“Thank You” Can Be A Lifesaver For Some New York Veterans
There are over 18 million veterans of United States military service living today. These are men and women that dedicated portions of their lives to "serving" our country, maintaining the freedoms that we enjoy as Americans, no matter what political party you align with. Yet, according to uso.org, over the last 21 years, four times as many military members died from suicide, then from combat wounds in Iraq and Afghanistan or any other military operation combined.
There are a vast number of reasons being given for these disturbing numbers. Military personnel sometimes spend months or even years away from family and friends in unfamiliar locations, while dealing with the stress and dangers of their daily duties.
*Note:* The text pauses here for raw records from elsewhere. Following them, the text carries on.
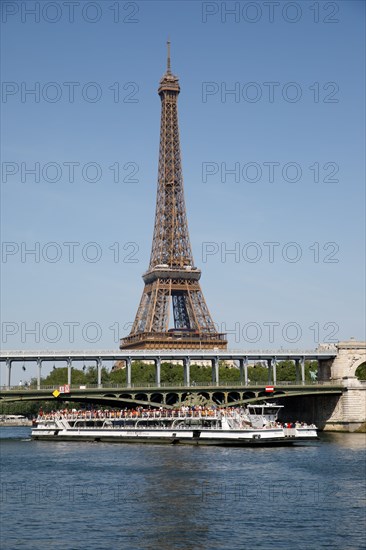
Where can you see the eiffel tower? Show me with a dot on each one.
(172, 292)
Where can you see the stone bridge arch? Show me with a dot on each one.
(350, 356)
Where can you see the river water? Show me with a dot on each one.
(59, 495)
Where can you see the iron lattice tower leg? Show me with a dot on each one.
(172, 281)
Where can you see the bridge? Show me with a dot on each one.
(167, 395)
(337, 400)
(185, 357)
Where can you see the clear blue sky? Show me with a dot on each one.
(324, 130)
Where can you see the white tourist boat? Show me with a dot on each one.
(254, 425)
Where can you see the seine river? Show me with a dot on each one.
(109, 496)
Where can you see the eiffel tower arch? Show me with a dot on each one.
(172, 295)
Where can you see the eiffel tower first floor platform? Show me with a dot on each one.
(175, 339)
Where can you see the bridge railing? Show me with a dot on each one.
(169, 385)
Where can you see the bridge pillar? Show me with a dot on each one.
(302, 363)
(99, 372)
(243, 368)
(128, 371)
(215, 370)
(157, 362)
(69, 367)
(274, 370)
(8, 364)
(269, 364)
(39, 367)
(187, 371)
(297, 371)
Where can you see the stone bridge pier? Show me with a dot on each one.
(349, 411)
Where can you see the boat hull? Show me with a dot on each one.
(173, 437)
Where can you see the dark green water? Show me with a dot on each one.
(106, 496)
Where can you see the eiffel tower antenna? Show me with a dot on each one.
(168, 69)
(172, 280)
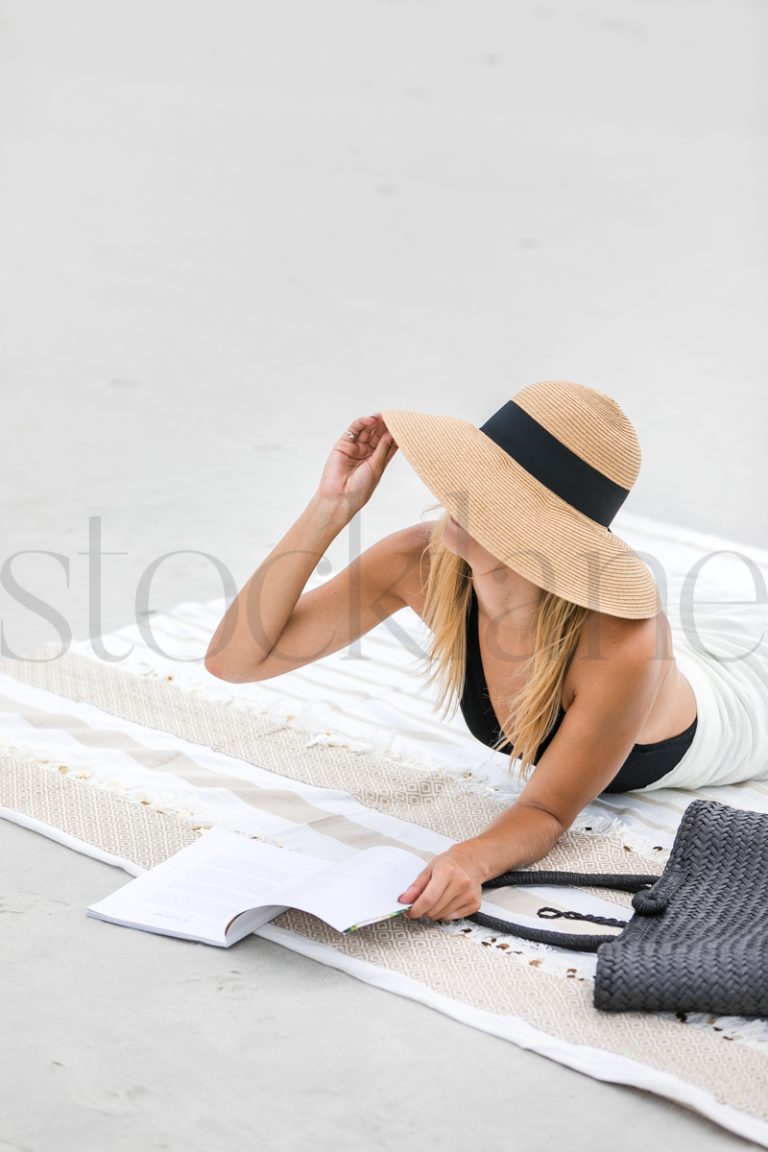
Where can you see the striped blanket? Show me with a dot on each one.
(128, 759)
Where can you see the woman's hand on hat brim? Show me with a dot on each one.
(448, 888)
(356, 465)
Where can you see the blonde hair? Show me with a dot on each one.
(534, 709)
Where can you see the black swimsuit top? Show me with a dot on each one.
(645, 764)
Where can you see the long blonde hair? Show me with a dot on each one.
(534, 709)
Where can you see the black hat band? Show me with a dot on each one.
(550, 462)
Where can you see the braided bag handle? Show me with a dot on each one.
(575, 941)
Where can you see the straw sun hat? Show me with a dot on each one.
(537, 485)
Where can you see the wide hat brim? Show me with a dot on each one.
(519, 521)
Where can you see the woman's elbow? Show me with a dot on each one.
(230, 673)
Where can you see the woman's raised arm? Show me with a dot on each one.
(271, 628)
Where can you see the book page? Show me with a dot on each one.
(200, 889)
(358, 891)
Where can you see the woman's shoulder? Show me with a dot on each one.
(623, 643)
(400, 561)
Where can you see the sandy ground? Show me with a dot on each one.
(227, 229)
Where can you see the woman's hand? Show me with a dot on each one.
(355, 467)
(448, 888)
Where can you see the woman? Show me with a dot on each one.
(546, 628)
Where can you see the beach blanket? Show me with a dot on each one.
(129, 759)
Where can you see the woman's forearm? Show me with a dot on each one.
(257, 616)
(519, 836)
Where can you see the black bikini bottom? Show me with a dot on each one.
(648, 763)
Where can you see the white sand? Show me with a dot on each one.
(225, 230)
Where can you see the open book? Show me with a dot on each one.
(225, 886)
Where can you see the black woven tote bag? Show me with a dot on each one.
(698, 940)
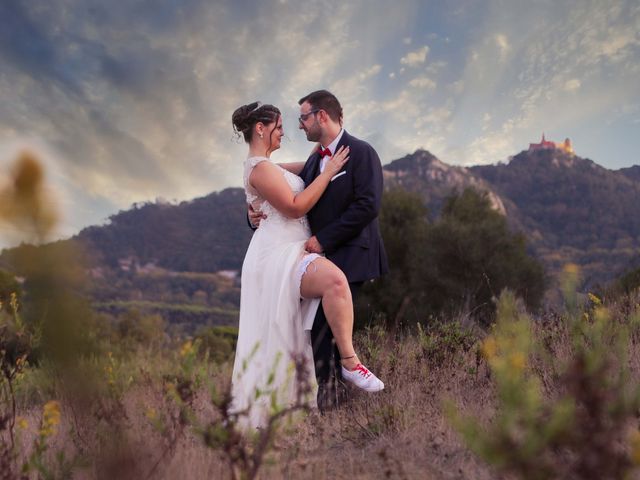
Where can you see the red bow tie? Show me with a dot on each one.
(324, 152)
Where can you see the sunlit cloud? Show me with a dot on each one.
(415, 58)
(132, 101)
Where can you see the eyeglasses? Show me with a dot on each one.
(303, 117)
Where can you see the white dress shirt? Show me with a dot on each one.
(332, 147)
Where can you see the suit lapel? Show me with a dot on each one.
(314, 168)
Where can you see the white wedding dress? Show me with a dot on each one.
(275, 322)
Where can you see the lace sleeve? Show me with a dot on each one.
(250, 192)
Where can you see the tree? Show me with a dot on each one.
(8, 285)
(460, 263)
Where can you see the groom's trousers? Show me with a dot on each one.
(331, 389)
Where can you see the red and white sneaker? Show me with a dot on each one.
(362, 378)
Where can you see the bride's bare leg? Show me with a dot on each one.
(323, 279)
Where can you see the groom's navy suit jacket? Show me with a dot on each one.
(345, 219)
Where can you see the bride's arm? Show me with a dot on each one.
(293, 167)
(268, 180)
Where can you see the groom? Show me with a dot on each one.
(344, 222)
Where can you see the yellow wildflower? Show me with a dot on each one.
(50, 418)
(186, 349)
(518, 361)
(571, 268)
(14, 302)
(634, 440)
(594, 299)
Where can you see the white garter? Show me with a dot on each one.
(302, 266)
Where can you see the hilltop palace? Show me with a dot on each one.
(549, 145)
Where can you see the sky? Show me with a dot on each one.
(131, 101)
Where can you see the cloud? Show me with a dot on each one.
(502, 42)
(415, 58)
(423, 82)
(572, 85)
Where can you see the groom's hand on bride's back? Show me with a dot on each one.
(254, 216)
(313, 245)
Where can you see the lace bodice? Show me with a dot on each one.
(253, 197)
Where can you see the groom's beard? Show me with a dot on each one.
(314, 134)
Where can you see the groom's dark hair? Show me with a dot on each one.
(324, 100)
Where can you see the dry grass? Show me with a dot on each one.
(400, 433)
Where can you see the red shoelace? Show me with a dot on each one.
(362, 370)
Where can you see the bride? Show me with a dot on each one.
(281, 283)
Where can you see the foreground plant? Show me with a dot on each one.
(581, 429)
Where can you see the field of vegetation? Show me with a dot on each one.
(476, 386)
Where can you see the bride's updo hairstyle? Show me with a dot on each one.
(246, 116)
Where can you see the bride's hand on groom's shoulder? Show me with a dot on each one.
(337, 161)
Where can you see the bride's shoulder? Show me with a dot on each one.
(253, 161)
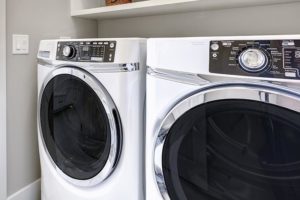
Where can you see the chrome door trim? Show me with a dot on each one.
(94, 67)
(267, 93)
(110, 107)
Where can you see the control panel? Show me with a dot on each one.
(261, 58)
(86, 51)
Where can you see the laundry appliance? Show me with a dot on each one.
(223, 118)
(91, 96)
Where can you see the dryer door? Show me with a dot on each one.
(231, 142)
(79, 125)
According to uso.org "8 in 10 active-duty respondents have been separated from their families in the past 18 months due to military service, and 31% have been separated for a total of six or more months." Depression, loneliness and anxiety increase substantially under these conditions.
It's also difficult for some young soldiers to adapt to the new, strict lifestyle demanded in the military. It can a drastic deviation from where they grew up. These demographic variables can make it difficult to bond and spend time with fellow service members. In addition, the article stated when the country is so divided politically, it seriously effects the morale and mental health of our nation’s military. This in turn can be dangerous for our country because this impacts operational readiness and the personal well-being of those serving our country.
Nothing is more heartbreaking than someone so despondent that they choose to take their own life. We have a problem with this in our military and you can do a small part. When you see a service member in uniform, say "thank you." You can also contact the USO and communicate to active military personnel through social media. There are a number of service member non-profits that are dedicated to helping this tragic issue. Check out tilvalhallaproject.com. They have a pretty cool business, owned and operated by vets and they seem to do some good things for military families that face the other side of suicide.
My father was a member of the United States Marine Corp during World War II. For the rest of his life, he would always make time to say thank you to service members in uniform or vets wearing hats. I took on the practice but really never knowing the importance or possible impact of a simple "thank you." To every former and active military service member, thank you. You service is greatly appreciated.